The historical data set is similar to the one the candidates were asked to process in the 1st phase. Candidates will likely use the solution proposed during the 1st phase to “horizontalize” the dataset calculating ten-minute averages. Since the volume of data in the 2nd phase is larger, those candidates having troubles to process the data could contact NEM to ask for an already daily processed data set. This additional dataset will not be available until one week after the 2nd phase starting day.
Weather forecasting
The weather forecasting data will be provided as CSV files in “horizontal” format (asset, timestamp, range, wind speed, ambient temperature) with a hourly data frequency. The timestamp column indicates the time at which the weather forecasting was obtained in UNIX time. The range column indicates the forecasting time as the number of seconds from the timestamp.

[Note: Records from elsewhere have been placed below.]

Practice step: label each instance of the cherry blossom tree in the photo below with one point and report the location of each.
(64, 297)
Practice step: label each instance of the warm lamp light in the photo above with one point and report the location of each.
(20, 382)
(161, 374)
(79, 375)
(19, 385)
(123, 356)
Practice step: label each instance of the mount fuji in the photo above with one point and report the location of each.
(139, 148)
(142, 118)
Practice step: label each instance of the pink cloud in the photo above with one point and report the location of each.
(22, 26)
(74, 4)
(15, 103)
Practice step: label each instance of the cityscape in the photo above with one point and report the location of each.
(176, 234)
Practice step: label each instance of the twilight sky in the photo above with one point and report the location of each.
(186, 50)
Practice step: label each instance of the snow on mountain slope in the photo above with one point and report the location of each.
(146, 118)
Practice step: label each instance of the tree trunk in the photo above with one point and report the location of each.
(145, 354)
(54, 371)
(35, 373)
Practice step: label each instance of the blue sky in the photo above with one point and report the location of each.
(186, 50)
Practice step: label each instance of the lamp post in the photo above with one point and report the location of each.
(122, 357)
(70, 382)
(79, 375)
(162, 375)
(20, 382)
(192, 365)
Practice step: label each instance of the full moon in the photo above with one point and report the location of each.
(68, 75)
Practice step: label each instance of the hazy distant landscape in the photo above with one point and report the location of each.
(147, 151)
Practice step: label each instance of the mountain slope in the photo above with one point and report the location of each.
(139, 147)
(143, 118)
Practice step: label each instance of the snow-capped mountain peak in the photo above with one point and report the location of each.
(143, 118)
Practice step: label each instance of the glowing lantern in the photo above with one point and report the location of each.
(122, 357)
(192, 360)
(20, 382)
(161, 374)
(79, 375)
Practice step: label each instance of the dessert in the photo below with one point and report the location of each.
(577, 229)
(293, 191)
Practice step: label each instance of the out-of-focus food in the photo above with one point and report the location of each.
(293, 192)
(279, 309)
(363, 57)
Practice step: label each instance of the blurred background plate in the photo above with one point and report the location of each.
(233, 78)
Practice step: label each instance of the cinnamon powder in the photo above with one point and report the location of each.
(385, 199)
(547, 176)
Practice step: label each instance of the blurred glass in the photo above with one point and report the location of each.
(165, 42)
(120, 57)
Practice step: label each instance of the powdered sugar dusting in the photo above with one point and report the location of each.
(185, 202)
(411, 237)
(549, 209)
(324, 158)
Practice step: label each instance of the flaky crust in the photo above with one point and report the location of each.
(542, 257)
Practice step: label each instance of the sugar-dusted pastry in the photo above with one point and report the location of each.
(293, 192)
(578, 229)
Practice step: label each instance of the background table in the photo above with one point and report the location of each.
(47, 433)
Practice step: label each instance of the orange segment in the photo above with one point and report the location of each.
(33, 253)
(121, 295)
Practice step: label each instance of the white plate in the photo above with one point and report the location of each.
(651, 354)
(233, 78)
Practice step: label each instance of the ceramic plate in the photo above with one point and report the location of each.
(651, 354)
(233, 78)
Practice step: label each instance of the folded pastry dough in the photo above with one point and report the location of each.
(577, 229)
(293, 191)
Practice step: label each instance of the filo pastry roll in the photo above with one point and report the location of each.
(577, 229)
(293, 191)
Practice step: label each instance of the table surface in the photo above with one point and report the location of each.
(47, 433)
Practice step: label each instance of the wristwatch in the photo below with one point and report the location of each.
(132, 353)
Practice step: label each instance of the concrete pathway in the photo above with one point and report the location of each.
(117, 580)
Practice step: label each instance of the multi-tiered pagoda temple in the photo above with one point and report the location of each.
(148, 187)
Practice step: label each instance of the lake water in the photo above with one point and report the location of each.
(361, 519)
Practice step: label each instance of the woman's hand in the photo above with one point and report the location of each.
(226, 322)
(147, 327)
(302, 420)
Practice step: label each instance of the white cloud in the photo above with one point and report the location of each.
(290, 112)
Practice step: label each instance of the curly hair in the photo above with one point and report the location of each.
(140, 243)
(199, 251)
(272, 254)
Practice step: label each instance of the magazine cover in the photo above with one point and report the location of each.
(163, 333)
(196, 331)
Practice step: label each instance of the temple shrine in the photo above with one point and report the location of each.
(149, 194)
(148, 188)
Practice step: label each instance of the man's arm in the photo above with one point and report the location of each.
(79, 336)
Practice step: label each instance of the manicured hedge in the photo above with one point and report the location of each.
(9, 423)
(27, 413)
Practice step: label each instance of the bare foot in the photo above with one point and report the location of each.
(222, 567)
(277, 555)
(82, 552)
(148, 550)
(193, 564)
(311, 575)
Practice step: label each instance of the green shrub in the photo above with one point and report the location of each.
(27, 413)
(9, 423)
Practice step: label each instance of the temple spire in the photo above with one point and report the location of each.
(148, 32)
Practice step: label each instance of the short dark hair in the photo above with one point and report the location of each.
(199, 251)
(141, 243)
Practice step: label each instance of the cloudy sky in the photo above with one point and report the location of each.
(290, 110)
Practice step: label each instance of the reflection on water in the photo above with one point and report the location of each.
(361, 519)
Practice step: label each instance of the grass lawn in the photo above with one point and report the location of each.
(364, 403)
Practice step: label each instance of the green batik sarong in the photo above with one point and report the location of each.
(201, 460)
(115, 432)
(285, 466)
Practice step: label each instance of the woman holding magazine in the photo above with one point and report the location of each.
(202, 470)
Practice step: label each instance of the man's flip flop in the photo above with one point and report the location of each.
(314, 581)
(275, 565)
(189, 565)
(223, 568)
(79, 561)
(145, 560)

Evaluation data set description
The evaluation data set is formed by several sets of two files corresponding to different evaluation journeys:
- A CSV file containing 10-minute averages of the raw information in “horizontal” format, extracted from the five assets during a single journey (24 hours).
- A CSV file containing hourly weather forecasting for the next 7 days to the journey.
The candidates will be asked to make use of the evaluation data set to generate the deliverables for their submission to NEM.
DELIVERABLES
The candidates should develop a module capable of estimating the energy a wind turbine will produce during the next 7 days. The candidates should deliver the following items before the deadline:
- Energy predictions: for each journey in the evaluation data set, candidates should provide a CSV file in “vertical” format (asset, range, energy production), with the 10-minute predicted energy production of the five assets during the next 7 days.
- Source code: the source code implementing the module.
- Brief report: a PDF file, no longer than 5 pages, describing the proposed approach.
Note: if the candidates follow several approaches to predict the 10-minute energy production, they can send the “Energy predictions” for each approach in separate files, and describe the approaches in the “Brief report”.
EVALUATION CRITERIA
The candidates will be evaluated according to the following two criteria:
- Prediction accuracy: several evaluation metrics such as the sum of squared residuals, the coefficient of determination (R2), etc. will be calculated on the Energy predictions. To that effect, NEM disposes of the actual Energy production measurements corresponding to the Evaluation data set. The actual Energy production measurements will not by any means be accessible to the candidates until the second phase is over.
- Clarity of exposition: the capacity of the candidate to clearly explain the proposed approach in the Brief report.